LOL - it appears that my enthusiasm to support East West's move and to request an archive be kept of EW's excellent contributions to the sample community was met by banning me from Northern Sounds!?! Nice move NS. I would do it again because EW didn't deserve that kind of treatment - besides now with EW & VI my forum plate is filled, thank you 

Frederick Russ


----------



## Evan Gamble (May 3, 2005)

oo ooo oo I wanna be Banned! I wanna be banned! :lol:


----------



## Frederick Russ (May 3, 2005)

evan gamble said:


> oo ooo oo I wanna be Banned! I wanna be banned! :lol:



Wrong forum - might I suggest the tan one?


----------



## choc0thrax (May 3, 2005)

Welcome to the club you are officially cool. I'll welcome Aaron too as he will soon join us.


----------



## Evan Gamble (May 3, 2005)

oh i know i was talking about NS!


----------



## José Herring (May 3, 2005)

All you people got Banned? :o 

You guys are a HUGE part of NS. What am I going to do there now?
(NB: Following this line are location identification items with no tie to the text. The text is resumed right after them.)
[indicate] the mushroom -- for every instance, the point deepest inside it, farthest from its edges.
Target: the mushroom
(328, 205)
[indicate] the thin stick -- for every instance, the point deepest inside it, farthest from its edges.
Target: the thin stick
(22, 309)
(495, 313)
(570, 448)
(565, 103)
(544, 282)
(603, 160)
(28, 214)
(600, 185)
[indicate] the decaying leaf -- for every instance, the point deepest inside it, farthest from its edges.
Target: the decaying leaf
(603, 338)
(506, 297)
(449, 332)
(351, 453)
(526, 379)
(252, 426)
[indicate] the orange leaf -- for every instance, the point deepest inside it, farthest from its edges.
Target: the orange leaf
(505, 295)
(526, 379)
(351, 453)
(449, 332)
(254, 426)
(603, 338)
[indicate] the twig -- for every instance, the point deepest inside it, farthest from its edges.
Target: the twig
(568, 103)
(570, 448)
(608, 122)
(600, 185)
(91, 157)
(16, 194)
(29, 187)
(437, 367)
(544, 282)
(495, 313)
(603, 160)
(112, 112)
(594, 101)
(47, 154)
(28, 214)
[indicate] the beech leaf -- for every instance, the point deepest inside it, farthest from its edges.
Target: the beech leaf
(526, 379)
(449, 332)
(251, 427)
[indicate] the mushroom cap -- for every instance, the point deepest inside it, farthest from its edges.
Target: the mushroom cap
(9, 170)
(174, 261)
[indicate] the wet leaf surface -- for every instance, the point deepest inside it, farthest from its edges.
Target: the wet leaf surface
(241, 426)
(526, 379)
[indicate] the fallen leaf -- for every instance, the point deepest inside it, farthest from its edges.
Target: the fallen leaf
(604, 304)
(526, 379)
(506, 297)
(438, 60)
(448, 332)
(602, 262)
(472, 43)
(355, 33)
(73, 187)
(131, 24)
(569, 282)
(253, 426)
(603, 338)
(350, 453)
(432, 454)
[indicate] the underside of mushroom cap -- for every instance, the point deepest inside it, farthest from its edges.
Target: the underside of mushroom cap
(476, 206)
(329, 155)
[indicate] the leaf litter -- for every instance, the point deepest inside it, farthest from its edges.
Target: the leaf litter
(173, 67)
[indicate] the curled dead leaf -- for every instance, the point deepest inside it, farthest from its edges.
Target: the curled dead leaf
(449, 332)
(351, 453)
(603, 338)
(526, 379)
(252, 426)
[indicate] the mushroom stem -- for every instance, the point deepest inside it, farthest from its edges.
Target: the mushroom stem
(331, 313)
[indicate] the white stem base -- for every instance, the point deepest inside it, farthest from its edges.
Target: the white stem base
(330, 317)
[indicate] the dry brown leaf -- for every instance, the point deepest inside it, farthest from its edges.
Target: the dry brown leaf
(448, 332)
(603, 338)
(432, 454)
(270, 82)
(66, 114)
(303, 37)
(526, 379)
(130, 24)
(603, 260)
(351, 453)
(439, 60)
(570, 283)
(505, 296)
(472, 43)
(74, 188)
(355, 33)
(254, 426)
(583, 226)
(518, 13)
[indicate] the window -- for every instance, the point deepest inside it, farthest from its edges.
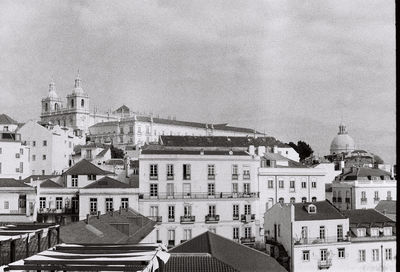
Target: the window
(211, 210)
(211, 189)
(58, 203)
(322, 232)
(388, 253)
(235, 211)
(235, 234)
(109, 204)
(211, 171)
(247, 209)
(341, 253)
(306, 255)
(375, 255)
(153, 171)
(170, 171)
(246, 188)
(235, 188)
(235, 172)
(246, 172)
(171, 213)
(74, 181)
(153, 189)
(42, 203)
(91, 177)
(186, 171)
(361, 254)
(93, 206)
(124, 203)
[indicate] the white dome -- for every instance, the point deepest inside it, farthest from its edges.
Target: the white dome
(342, 143)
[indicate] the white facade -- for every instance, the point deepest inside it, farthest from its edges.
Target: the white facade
(187, 204)
(51, 147)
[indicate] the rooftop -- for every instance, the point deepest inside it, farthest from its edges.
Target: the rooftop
(325, 211)
(216, 250)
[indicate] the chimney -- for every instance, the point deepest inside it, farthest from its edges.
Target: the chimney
(261, 150)
(251, 150)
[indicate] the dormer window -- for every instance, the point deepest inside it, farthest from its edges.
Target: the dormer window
(312, 209)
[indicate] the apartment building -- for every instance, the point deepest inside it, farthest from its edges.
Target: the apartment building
(14, 153)
(51, 147)
(362, 188)
(189, 192)
(318, 236)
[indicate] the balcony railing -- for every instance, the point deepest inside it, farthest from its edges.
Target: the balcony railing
(58, 211)
(324, 264)
(247, 240)
(199, 195)
(246, 218)
(212, 218)
(318, 240)
(157, 219)
(187, 219)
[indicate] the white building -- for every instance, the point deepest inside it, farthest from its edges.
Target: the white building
(51, 147)
(362, 188)
(190, 191)
(16, 201)
(14, 153)
(317, 236)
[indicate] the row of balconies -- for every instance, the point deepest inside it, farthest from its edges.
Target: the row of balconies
(191, 219)
(199, 195)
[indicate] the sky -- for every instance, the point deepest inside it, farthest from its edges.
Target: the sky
(292, 69)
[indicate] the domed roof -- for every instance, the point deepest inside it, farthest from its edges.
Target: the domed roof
(342, 142)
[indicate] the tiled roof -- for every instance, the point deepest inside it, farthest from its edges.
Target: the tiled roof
(107, 182)
(50, 184)
(366, 216)
(7, 120)
(196, 263)
(325, 211)
(220, 141)
(356, 172)
(85, 167)
(235, 255)
(388, 206)
(118, 227)
(10, 182)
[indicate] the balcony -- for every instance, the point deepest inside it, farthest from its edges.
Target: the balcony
(187, 219)
(247, 218)
(212, 218)
(58, 211)
(318, 240)
(247, 240)
(324, 264)
(157, 219)
(218, 195)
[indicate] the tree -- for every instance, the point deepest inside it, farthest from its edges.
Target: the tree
(116, 153)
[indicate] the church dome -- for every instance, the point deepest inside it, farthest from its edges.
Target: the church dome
(342, 142)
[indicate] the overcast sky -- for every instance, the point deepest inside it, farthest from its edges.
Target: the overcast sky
(289, 68)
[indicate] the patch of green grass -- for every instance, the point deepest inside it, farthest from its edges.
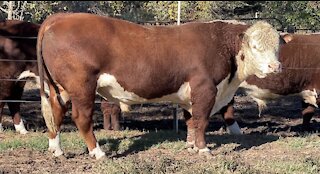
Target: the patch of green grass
(15, 141)
(306, 165)
(307, 141)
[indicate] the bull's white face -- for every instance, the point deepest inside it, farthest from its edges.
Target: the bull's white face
(261, 50)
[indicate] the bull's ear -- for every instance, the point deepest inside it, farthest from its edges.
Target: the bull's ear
(286, 38)
(241, 36)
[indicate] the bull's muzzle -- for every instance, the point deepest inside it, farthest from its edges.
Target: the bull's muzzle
(275, 67)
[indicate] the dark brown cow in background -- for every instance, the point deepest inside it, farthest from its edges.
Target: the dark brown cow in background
(17, 43)
(196, 65)
(301, 61)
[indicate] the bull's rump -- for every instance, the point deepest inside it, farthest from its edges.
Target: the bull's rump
(148, 61)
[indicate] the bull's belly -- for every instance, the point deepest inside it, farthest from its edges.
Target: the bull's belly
(110, 89)
(225, 93)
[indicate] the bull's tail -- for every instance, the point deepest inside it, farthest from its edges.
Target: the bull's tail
(46, 107)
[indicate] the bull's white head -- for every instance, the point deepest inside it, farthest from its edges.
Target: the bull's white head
(260, 49)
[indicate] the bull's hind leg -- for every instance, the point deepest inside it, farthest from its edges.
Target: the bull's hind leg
(82, 110)
(307, 114)
(14, 108)
(191, 130)
(203, 94)
(1, 108)
(58, 112)
(228, 116)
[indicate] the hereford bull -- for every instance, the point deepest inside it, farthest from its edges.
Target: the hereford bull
(196, 65)
(17, 44)
(301, 61)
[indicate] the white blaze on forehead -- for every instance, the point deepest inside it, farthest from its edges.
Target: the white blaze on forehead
(108, 86)
(260, 48)
(310, 97)
(225, 92)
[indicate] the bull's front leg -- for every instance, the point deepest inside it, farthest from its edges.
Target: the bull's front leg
(307, 114)
(1, 108)
(228, 116)
(191, 130)
(203, 94)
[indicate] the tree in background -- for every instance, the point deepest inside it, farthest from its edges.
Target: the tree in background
(302, 14)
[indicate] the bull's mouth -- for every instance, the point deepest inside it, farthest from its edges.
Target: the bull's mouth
(261, 75)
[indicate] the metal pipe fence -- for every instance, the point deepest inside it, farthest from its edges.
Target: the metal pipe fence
(173, 22)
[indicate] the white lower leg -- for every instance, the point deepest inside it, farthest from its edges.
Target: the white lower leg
(97, 152)
(234, 129)
(20, 128)
(1, 128)
(54, 145)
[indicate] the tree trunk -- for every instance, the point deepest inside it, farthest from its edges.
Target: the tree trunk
(10, 10)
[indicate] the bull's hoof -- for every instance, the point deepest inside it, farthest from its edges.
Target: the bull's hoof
(56, 151)
(23, 132)
(234, 129)
(97, 152)
(206, 152)
(192, 150)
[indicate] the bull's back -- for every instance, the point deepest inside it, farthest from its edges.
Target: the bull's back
(153, 58)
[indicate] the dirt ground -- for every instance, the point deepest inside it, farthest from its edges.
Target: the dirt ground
(281, 118)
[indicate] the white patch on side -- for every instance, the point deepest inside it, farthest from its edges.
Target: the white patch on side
(20, 128)
(225, 92)
(54, 145)
(27, 74)
(107, 86)
(310, 97)
(1, 128)
(234, 129)
(47, 114)
(124, 107)
(97, 152)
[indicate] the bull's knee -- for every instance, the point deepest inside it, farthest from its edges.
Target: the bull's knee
(54, 144)
(97, 152)
(20, 128)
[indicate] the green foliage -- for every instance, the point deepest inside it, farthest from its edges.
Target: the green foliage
(301, 14)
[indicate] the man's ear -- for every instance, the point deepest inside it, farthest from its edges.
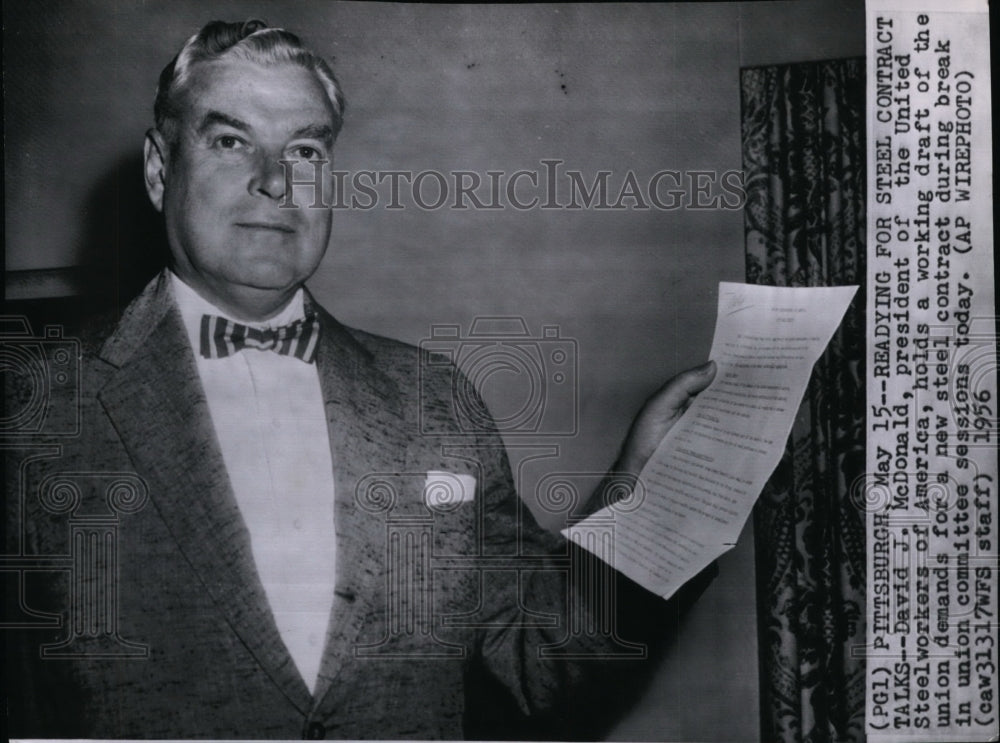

I can't believe it. Papa's destroying his own forum. 

Jose


----------



## synergy543 (May 3, 2005)

Frederick Russ said:


> LOL - it appears that my enthusiasm to support East West's move and to request an archive be kept of EW's excellent contributions to the sample community was met by banning me from Northern Sounds!?!....Frederick Russ


Tsk tsk tsk...Didn't you read the rules? No expression of emotion, enthusiasm, criticism or sympathy shall be tolerated in the land of NS say the Knights that say Ni. 

Collapse of a Library built on a Crumbling Paternal Blackboard

What a naughty boy trying to save the EW sampling library of Alexandria from the bad cluches of the Wizard at NS! So the Wizard of NS had a stern word with you boy? For it seems the NS muchkins have started migrating to V.I.Control fearing persecution, banning, and post deletions in their old land. And its just a matter of time before developers follow. The NS Wiz certainly realizes he's no longer in Kansas and its easier to hide behind the curtain and make others shake in their boots while he can. As his paternal blackboard of power seems to be coming undone. Is it a coincidence that the letters NS stand next to OT? Or that words in chalk turns into dust? ( Well at least that's all thats left of my posts) The library was built on a house of cards. That is what really is a shame.

For the Good Witch of the Internet did not have time to archive them.

Hey! Maybe not all's lost after all?
http://www.northernsounds.com/forum/sho ... post294731


----------



## José Herring (May 3, 2005)

This is like detention. This is sooooo cool. :twisted: 

We should meet here every morning for breakfast.

Cheers,

Jose


----------



## synergy543 (May 3, 2005)

josejherring said:


> This is like detention. This is sooooo cool. :twisted:
> 
> We should meet here every morning for breakfast.
> 
> ...


"Ouch" Jose! 

Stop flinging those CocoPuffs at me when no one's looking. :twisted:

Nya nya nya na na... :lol:


----------



## Simon Ravn (May 4, 2005)

Papa Chalk is going to be a very lonely man over there soon. I wonder if this is how he reacts IRL as well... Sad. There used to be a few % of talented people at NS, even when VI Control was brand new. Now I think we are down to maybe 0.1% - not counting Falcon1 of course.

NS has turned in to Gary's Cosy Coffee Club.


----------



## José Herring (May 6, 2005)

I was over at the NS forum and boy is it getting slooooowwwww.
We need to pick it up over here.

Jose


----------



## Waywyn (May 9, 2005)

am i blind or did the "dictator" over at NS deleted also the off-topic board and moves the general discussion to the place where the off topic was.

loool, it is really funny how this forum evolves. soon there will be just two big forums:

- THE ONE AND ONLY GARRITAN FORUM

- little other stuff but don't talk about other samples than Garritan 

8)


----------



## José Herring (May 9, 2005)

I happened to get Nick's post over the matter before it was deleted by Papa. It was deleted in record time--5min. Happened as I was posting a reply. I had to hit the back button on my browser to get the copy. I'm only posting it because it's finally good to hear the other side of it.



> Northernsounds was, for me, the best sampling forum around. I learned alot here and was also allowed quite a bit of freedom. I think it was quite a magical community. The thing is, I have admitted being wrong about many things over the past few years, as have many others here. How many times have I made an as$ of myself? But the moderators of NS are never wrong and it is this attitude that has driven away some of the most accomplished members of NS. I think that as soon as NS became a source of income for it's creators, it began a slow path to destruction. They need to make a living, so there is no real solution. But believe me when I tell you that information is shaped by the advertisers and by the overly-stubborn management. They don't negotiate with terrorists. And you are all terrorists. That's why everyone is running. Soon to be deleted and banned, I guess. -Nick Phoenix


----------



## synergy543 (May 9, 2005)

Oh good...I wasn't drunk after all.


----------